強くなりたい、その想い 5
それをひたすら繰り返すこと、2時間がたった。
時折、スケッチブックに書き込む為に立ち止まったりもしていたが、左手はひたすらキーボード入力で、キャラを動かし続けてたため手が疲れてきた。
「この辺にしておくか」
俺がテツにそう投げかける。はじめよりもだいぶ慣れてきたようで、最後の方は中距離の的に全弾、俺に全弾当てられるまでになっていた。

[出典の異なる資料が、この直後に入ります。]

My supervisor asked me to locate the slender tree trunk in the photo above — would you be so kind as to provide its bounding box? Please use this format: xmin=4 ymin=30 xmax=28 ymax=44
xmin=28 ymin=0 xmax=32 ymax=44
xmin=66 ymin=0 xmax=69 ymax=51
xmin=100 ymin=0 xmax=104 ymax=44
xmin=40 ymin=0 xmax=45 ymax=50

さらに、俺を撃つときは自身も動いたり、スライディングしたりと様々な場面を予想して、工夫も取り入れていた。ただ、作業のようにやっているだけでは、上手くなることは難しい。だけど、人に言われたことでもきちんと、自分で考えながら出来ることは大事なことだ。
「あ、だいぶ経ってましたね」
こんな長い間集中し続けられるなんて、凄いな。
「これ、かなり練習になりますよ。だいぶ感覚がつかめてきたような気がします」
「あとは、これを頭で考えないで、無意識に出来るようにならないとね」
そうすることで、戦闘中でも違うことに頭の容量を避ける。次のムーブや敵の移動位置の予想など、フォージは実際に銃を撃つよりも大事なことがかなり多いゲームで、それが出来ている量に比例して、勝率も上がっていく。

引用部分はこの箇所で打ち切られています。